With unusual clarity, Microsoft has now once again confirmed what many do not want to admit: there is no protection against access by US authorities to data stored in Europe if it resides with US companies. Microsoft France’s General Counsel, Anton Carniaux, recently had to concede in a hearing before the French Senate: there is no guarantee that European user data will not be passed on to US authorities. Despite GDPR and technical measures, Microsoft states that it cannot rule out access by US institutions, and this explicitly applies even to data stored exclusively in the EU.
The Cloud Act obliges US providers to hand over data upon a corresponding order, even if this would violate European data protection law. However, customers often do not receive information about this.

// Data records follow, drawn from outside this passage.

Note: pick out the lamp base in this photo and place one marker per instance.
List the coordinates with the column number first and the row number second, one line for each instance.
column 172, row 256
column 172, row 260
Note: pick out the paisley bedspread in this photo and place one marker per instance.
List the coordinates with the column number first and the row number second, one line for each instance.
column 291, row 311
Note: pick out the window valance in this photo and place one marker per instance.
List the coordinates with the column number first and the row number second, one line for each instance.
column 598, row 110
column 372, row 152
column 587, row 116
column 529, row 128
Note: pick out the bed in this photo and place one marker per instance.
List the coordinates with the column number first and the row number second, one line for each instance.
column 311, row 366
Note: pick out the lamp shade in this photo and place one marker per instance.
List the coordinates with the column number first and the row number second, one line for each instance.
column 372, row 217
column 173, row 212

This situation clearly shows: Europe’s legal control and data sovereignty end where US law applies. This is the case for every US provider, regardless of where the servers are physically located. I therefore consider it urgently necessary to refocus on European solutions. Because only European data center operators are exclusively subject to the European legal framework. Only they can ensure that the data of business, research, and public administration are not under the influence and access of foreign legal systems.
It is therefore important to stop debating technical facades and clearly define where true digital sovereignty begins: namely, with the choice of infrastructure. Those who want to protect personal and sensitive data must rely on European providers. Anything else remains a compromise at the expense of security and self-determination over our data.